Une autre manière d’en mettre plein la vue? La distribution. On n’attendait rien de moins de l’excellence de Adam Driver et Greta Gerwig, mais leurs interprétations et leur chimie sont encore plus hallucinantes que dans nos rêves les plus fous et tous ceux les entourant habitent avec merveille ce fascinant univers pour ne nommer que Don Cheadle, Raffey Cassidy, Jodie Turner-Smith et Andre Benjamin. On notera la présence des enfants d’Alessandro Nivola et Emily Mortimer, dont le fils Sam évoque de façon troublante la performance de Jesse Eisenberg dans l’extraordinaire The Squid and the Whale, film qui avait propulsé la carrière de Baumbach il y a plus de quinze ans déjà.
Il faut également parler d’à quel point le film est drôle voire hilarant.

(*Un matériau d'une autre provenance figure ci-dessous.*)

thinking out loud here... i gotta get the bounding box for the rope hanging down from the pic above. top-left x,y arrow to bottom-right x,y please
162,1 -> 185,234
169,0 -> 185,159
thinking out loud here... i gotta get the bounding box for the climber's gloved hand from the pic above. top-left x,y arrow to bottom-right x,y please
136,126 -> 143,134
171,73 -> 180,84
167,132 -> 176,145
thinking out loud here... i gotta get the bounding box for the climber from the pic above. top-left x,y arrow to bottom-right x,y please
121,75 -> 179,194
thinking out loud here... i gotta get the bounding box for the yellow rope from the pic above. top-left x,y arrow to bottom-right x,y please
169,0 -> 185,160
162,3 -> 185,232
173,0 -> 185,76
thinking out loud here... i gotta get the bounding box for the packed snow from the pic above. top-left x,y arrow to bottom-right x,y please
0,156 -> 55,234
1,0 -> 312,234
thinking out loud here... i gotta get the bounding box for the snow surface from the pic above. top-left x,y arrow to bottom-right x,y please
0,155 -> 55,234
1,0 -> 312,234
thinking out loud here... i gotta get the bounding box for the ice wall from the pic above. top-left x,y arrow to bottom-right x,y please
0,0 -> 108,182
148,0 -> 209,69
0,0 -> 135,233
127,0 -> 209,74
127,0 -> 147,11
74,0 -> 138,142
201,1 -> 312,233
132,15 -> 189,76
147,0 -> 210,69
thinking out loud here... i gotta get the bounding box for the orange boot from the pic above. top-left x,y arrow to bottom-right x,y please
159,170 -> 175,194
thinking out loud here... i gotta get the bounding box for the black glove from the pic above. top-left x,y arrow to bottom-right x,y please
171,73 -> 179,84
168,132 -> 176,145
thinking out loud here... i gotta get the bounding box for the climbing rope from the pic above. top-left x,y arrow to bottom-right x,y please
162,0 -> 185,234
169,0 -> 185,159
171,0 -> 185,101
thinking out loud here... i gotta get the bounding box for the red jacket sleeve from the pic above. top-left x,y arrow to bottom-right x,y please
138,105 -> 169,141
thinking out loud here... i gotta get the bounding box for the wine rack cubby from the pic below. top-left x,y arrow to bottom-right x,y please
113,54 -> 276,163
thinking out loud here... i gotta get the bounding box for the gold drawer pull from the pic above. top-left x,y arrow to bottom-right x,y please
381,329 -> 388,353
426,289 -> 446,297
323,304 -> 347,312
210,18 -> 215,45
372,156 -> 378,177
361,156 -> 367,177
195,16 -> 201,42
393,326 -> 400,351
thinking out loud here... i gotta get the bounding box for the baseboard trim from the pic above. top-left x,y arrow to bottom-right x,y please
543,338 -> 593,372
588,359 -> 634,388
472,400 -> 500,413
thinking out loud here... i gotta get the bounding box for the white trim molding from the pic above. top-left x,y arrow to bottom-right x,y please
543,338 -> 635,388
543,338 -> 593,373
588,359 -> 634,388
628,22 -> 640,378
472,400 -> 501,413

Si l’on était déjà familier avec l’humour du cinéaste, que ce soit dans des répliques, des échanges ou dans des scènes complètes, surtout lorsqu’on pense par exemple à Mistress America ou While We’re Young, on sera aussi ravi que surpris de rire autant surtout face au génie d’un grand nombre de séquences qui resteront définitivement en tête.
Enfin, étonnamment actuel et troublant à ses heures, face à une dérive toujours aussi imprévisible, il pourrait être aisé de trouver que le rythme s’effrite un peu dans son dernier acte (là où le sérieux l’emporte davantage en creusant plus sérieusement les difficultés directes du couple principal) surtout face à la durée de plus de deux heures, mais ce serait dommage de mettre autant de tort sur le dos d’un film qui ose autant avec une audace, un savoir-faire et des ambitieux qu’on aimerait certainement voir plus souvent.
Et sans vouloir gâcher la surprise, une nouvelle chanson inattendue de LCD Soundsystem en prime, disons qu’à elles seules, les dernières minutes du long-métrage sont ahurissantes et valent décidément en entièreté la raison d’écouter le film, alors que Baumbach a su trouver la meilleure façon de rendre impossible le désir de ne pas écouter le générique jusqu’à la fin. Voilà un hymne à la vie et par le fait même au cinéma, qu’on aura certainement vite envie de redécouvrir, juste pour le plaisir.
7/10
White Noise débarque sur la plateforme Netflix le 30 décembre prochain. Il sortira en salle au Québec au Cinéma Moderne et à la Cinémathèque Québécoise dès le 2 décembre prochain.